SNCA but what ever, im half way to getting the one month sober keychain, if i get there it's going to be the first time i get past the 24h keychain (yes i had in the past been sober for more than a month however i was not going to narcotic anonymous). I dont have very strong craving and when i get them i just tell myself to shut up and that i can just stay sober for one more day, problem is when i start thinking more long term.
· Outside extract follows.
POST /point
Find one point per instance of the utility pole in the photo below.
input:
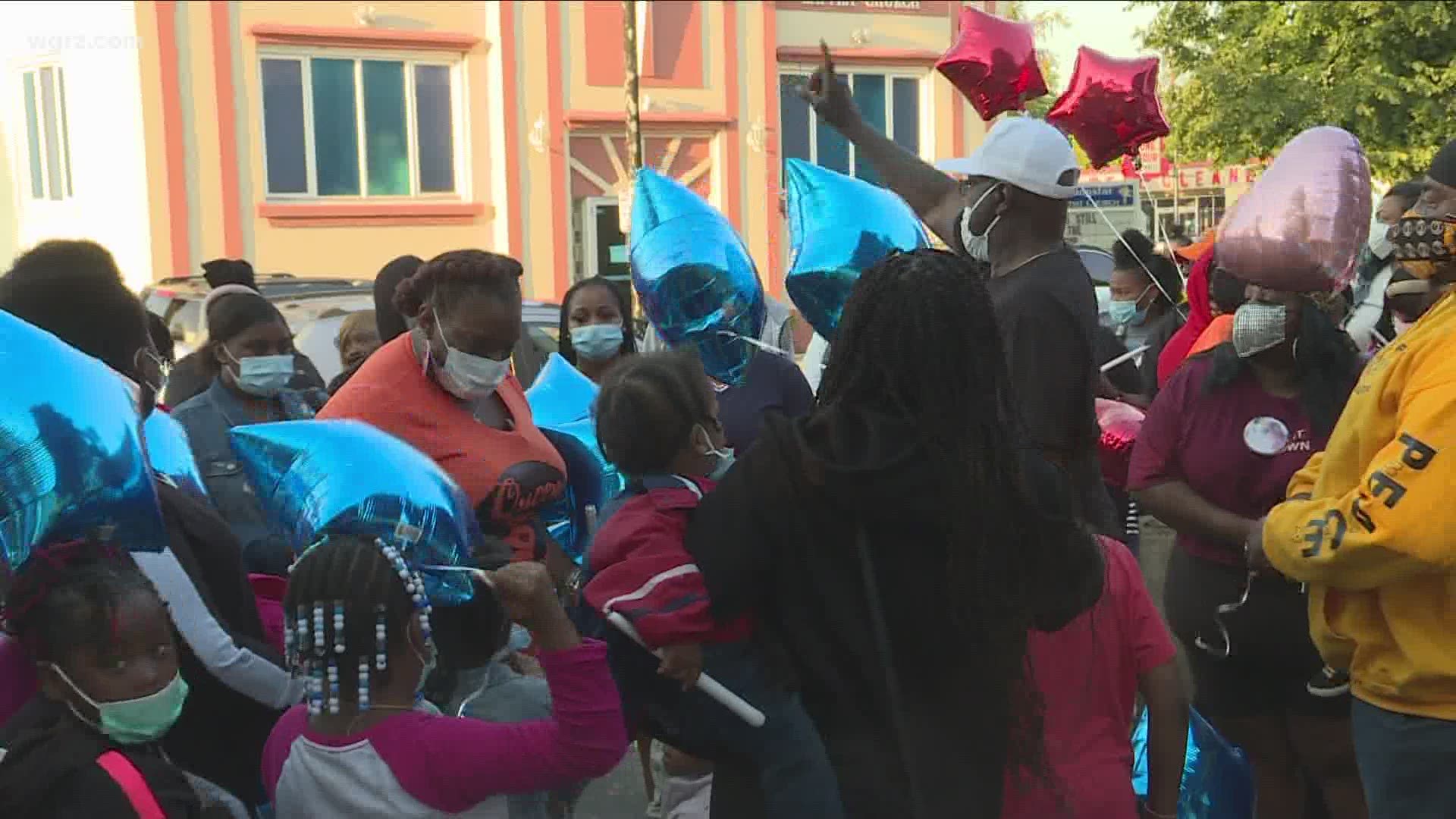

Since my birthday is somewhat soon (august), ive been making plans in my head on how i should get ketamine to celebrate and i cant shut up these stupid fucking thoughts, i dont want to be sober on my 18th birthday but i also want to be sober for the rest of my life, my brain wants to explode.
 
SNCA but what ever, im half way to getting the one month sober keychain, if i get there it's going to be the first time i get past the 24h keychain (yes i had in the past been sober for more than a month however i was not going to narcotic anonymous). I dont have very strong craving and when i get them i just tell myself to shut up and that i can just stay sober for one more day, problem is when i start thinking more long term. Since my birthday is somewhat soon (august), ive been making plans in my head on how i should get ketamine to celebrate and i cant shut up these stupid fucking thoughts, i dont want to be sober on my 18th birthday but i also want to be sober for the rest of my life, my brain wants to explode.
You should stay sober! You can do it my friend! The fight isn't over but you will win!! I believe in you!